Chapitre 3
Altérité féminine, ordre et désordre dans la cité.

Nous avons déjà vus les gynaikes accomplir certaines fonctions domestiques au service de la divinité où elles jouaient le rôle de guide pour les plus jeunes, leur transmettant leur savoir notamment sur l’art du tissage, composant l’image de la mélissa travailleuse et consciencieuse, l’épouse modèle (Chapitre 1). Ici, nous allons nous pencher sur les aspects déroutants des pratiques religieuses où la femme affichait des comportements singuliers, où elle semblait devenir autre. Cependant, contrairement à la parthénos, l’altérité de la gynè n’était jamais une altérité non féminine mais une autre forme du féminin. Cette autre femme était à la fois elle-même et une Autre : elle-même car toujours elle demeurait la gynè, l’épouse du citoyen ; et aussi Autre car elle assumait alors une position, des attitudes inadéquates au quotidien mais recommandées dans le cadre de sa fonction religieuse. De fait, cette altérité n’était jamais négative au sens où elle n’était pas rejetée mais assimilée. Néanmoins, elle était restreinte à un cadre religieux car cette altérité était perçue comme dangereuse, pouvant mettre en danger la cité, non pas seulement parce que ces femmes quittaient maisons, familles et devoir de réserve qui était le leur au quotidien, mais aussi parce que du fait de l’interaction continuelle entre son sexe - plus exactement sa biologie et ses capacités de procréation - et la communauté (hommes et territoires), ses actions influaient directement sur le destin de tous.

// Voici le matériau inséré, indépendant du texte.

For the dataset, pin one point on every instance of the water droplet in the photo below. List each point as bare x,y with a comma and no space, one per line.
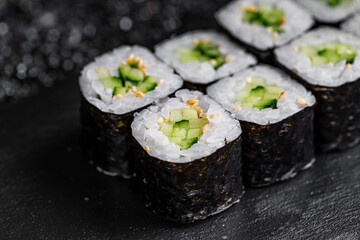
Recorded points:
125,24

Les gynaikes, en se réunissant ainsi pour accomplir les pratiques rituelles liées à la sphère fertilité et fécondité, formaient des groupes homogènes, et ces rassemblements matérialisaient visuellement l’existence d’une communauté féminine au sein de la communauté civique. En se dissimulant aux regards importuns pour accomplir des rites et mystères interdits aux non-initiés, elles affirmaient leurs différences et leur pouvoir sur ces domaines. Ce pouvoir inhérent à leur sexe, inconnu et donc incompréhensible, était inquiétant pour les hommes. Cependant, l’altérité de la gynè était comprise comme nécessaire au renouvellement et à l’existence de la cité, ce bouleversement social qu’elle créait n’était que temporaire et participait de la reconduction de l’ordre. Cette altérité était recherchée, même dans ses aspects inquiétants, et alimentait l’imaginaire collectif de la femme idéelle, positivement ou négativement.